This study provides initial evidence for an association between sleep quality and leukocyte telomere length, a marker of immune cell aging, among a sample of healthy midlife women. Specifically, we found that women reporting poorer subjective sleep quality had shorter LTL, independent of age, body mass index, race, and income, thus, providing preliminary evidence that LTL may reflect a potential biological mechanism linking sleep and age-related disease.
In the full sample (N
= 245), levels of perceived stress accounted for variance in the relationship between sleep quality and telomere length. However, when analyses were limited to those participants whose sleep quality in the past week was typical of their sleep over the past three months (N
= 201), sleep quality was a significant predictor of LTL, independent of perceived stress, indicating that the chronicity of sleep problems may be an important qualifier in this association. This is consistent with a prior investigation of caregiving stress and LTL, which found that duration of caregiving and not merely being a caregiver was associated with telomere attrition [11
The biological mechanisms underlying the association between sleep quality and telomere attribution remain to be elucidated. Indeed, disrupted sleep quality has been associated with cortisol secretion [33
], enhanced autonomic activation [34
], and elevated proinflammatory cytokine production [35
], which may contribute to variation in LTL. Recent work suggests that LTL, in addition to being a promising biomarker of cellular aging, may also be an important contributor to disease pathogenesis [36
]; rodent models lacking telomerase have implicated telomere attrition as a mechanism leading to mitochondrial damage, increased oxidative stress, and structural and functional damage to cardiac tissue [36
]. Relatedly, it is possible that chronically disturbed sleep is related to diminished telomerase activity; however, no study has yet examined whether telomerase activity varies by quality or duration of sleep.

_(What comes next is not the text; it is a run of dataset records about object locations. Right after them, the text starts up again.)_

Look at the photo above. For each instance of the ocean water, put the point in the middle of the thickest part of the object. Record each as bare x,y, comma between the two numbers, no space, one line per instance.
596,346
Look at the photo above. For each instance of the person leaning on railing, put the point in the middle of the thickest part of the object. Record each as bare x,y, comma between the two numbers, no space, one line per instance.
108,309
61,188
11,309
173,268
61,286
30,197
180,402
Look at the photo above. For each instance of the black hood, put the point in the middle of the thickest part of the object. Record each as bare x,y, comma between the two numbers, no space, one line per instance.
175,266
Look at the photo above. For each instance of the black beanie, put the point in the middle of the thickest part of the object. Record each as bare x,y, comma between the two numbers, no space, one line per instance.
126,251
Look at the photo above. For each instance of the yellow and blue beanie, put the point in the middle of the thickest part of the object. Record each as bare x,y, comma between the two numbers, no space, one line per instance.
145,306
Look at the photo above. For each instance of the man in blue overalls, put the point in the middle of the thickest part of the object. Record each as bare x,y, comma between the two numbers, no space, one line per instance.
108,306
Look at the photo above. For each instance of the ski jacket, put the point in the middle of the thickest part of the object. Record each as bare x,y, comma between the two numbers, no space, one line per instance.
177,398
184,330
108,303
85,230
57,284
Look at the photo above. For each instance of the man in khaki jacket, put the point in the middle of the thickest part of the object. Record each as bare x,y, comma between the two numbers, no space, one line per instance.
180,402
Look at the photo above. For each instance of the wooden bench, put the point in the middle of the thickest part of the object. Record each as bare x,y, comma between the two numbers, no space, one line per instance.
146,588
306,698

There are a number of limitations of the current study. The cross-sectional nature of the study precludes any causal inferences regarding sleep quality and LTL. In addition, we relied on self-reported sleep measures, and more than 67% of the participants described their sleep as “fairly good” or “very good.” Future studies would benefit from using more ecologically valid measures of sleep, including in-home polysomnography and actigraphy, as well as sampling within a population with greater variation in quality of sleep; the latter could be accomplished by including a more comprehensive measure of subjective sleep quality. Importantly, participants in the current study were predominantly Caucasian, well educated, in a high-income bracket, and included only women. Thus, the present findings are potentially restricted to this sample of women, and the possibility exists that other components of sleep, such as duration and latency, would be associated with LTL in a more diverse sample of participants. Furthermore, while perceived stress was assessed, other related psychological constructs and measures of stressful life events often related to sleep quality were not tested here. This is important given converging evidence that suggests that childhood trauma is a strong predictor of short LTL in later life [37
]. Additional studies are needed to determine the extent to which psychological factors account for the observed association between sleep quality and LTL. Finally, we did not assess for the presence of clinical sleep disorders, such as obstructive sleep apnea (OSA), in this study. This is an important issue given that adults with OSA have been shown to exhibit shorter LTL compared to those without OSA [39
]. Notably, the presence of OSA in children is associated with longer LTL [40
]. While the influence of OSA on LTL requires further clarity, the association of sleep quality and LTL in the present study was independent of BMI, a common correlate of OSA.
The alarming increase in the prevalence of age-related diseases suggests that greater attention be placed on identifying biomarkers of cellular aging and modifiable behaviors that may slow the rates of illness. The present study provides the first evidence that poorer subjective sleep quality is associated with shorter LTL, and additional research using prospective samples and objective measures of sleep is warranted. Sleep is a modifiable health behavior, and while the clinical significance of LTL remains to be elucidated, this study provides promising results that sleep quality may be an important factor explaining variation in cellular aging and later health.